It seemed only natural, at the time, that this new weekly link to Doctor Who past and future should come from Marvel. The Marvel universe was my third-favourite mythology. Throughout the '70s, my cousin had read everything from Spider-Man to the much-undervalued Warlock, and had kept older oddities like the Marvel series based on 2001: A Space Odyssey (drawn by Kirby, one issue concluding with the fabulous caption "NEXT: VIRA THE SHE-DEMON!", something that surely would have been featured in the movie if Kubrick had thought of it). He'd taught me the canon without really intending to. I've never read a comic that features Annihilus, but I know exactly who he is and what he did to earn that manner of Villain Name. I went with Steven to meet Stan Lee at the Roundhouse in London, in... ohhh, 1976 or thereabouts. The Roundhouse staff had plastered the restaurant area with pages from Marvel back-issues, just as I'd plastered my own bedroom with pages from The Doctor Who Monster Book, heavily-muscled butterflies pinned to walls that sweated grease. I remember being fascinated by this, far more than by the weird man with the moustache who talked to my cousin for a bit and may have signed something.

A shared universe.
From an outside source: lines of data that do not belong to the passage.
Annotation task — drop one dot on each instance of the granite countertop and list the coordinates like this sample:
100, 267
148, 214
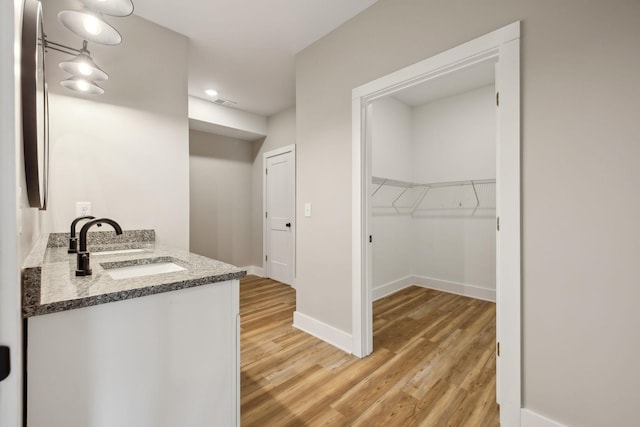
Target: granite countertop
49, 283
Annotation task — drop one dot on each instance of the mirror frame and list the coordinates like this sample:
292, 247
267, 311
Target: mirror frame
35, 109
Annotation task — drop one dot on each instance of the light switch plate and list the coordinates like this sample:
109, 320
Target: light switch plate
83, 208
An ever-growing pantheon. Did my cousin teach me that, deliberately or otherwise? Was my own internal Doctor Who pounded into shape by the mighty fist of Marvel (Excelsior!), or specifically by stories like "The Iron Legion", "City of the Damned", "Time Witch", "The Dogs of Doom", and - most interesting of all, since it not only understood the nature of Doctor Who far better than the programme's lead actor did, but even resembles the 2005 version if you can imagine it updated with mobile 'phones and a token reference to Chavs - "Star Beast"?
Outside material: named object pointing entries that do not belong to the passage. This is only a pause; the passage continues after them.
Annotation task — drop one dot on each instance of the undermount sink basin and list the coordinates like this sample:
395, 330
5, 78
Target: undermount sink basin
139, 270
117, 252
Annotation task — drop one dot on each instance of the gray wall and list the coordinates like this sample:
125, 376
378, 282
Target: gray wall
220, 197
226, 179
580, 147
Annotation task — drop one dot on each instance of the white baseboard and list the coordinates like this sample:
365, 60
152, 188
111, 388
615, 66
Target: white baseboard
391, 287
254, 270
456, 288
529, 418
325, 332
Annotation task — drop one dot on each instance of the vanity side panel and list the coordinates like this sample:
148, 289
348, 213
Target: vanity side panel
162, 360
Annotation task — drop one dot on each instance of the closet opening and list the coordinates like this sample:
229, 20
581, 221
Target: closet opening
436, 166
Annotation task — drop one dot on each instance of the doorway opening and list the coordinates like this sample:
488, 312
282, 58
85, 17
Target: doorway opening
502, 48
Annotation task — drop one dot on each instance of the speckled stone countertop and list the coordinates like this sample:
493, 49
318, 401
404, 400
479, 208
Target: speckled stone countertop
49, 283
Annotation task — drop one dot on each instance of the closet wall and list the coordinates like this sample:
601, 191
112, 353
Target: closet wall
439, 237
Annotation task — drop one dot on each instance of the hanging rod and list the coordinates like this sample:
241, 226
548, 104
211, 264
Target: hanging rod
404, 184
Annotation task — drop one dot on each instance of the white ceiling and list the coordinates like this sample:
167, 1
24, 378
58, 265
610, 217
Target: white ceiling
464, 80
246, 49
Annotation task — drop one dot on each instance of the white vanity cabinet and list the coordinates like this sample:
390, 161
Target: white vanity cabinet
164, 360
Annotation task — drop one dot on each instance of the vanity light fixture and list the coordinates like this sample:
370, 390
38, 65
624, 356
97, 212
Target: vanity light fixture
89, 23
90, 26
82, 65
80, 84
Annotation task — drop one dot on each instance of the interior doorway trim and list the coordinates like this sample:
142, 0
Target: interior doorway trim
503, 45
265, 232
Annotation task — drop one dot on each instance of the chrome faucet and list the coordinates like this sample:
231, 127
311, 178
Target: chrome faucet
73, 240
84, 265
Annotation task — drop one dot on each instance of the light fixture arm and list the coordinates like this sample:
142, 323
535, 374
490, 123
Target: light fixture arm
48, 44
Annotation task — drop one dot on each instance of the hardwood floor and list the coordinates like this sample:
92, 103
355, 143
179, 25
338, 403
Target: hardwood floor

Steven also taught me how to program computers. This has proved a worthless skill in itself, since computers in our epoch don't like being programmed directly, and their complexity relies on strata of pre-existing code to which I've never been formally introduced. Programming is, however, a worthwhile lesson in logic. Not enough logic to stop me having my suspicions, mind: his first, middle, and surnme each have six letters, he was born on the sixth day of the sixth month, and he refused to let me check his scalp for the tell-tale birthmark after I'd seen The Omen. Now he has his PhD in Artificial Intelligence, he may still prove to be the Anti-Christ by building Anti-God. In which case, fair play to him. One of my twelve historical fragments still regards him with some resentment, since members of my family have long used him as the yardstick by which to measure my own development, and I definitely couldn't build a computer by the time of "Remembrance of the Daleks". But overthrowing the natural order of creation would be a significant result for him.

And he taught me about Dr Octopus. That's as important as your dad showing you how to shave.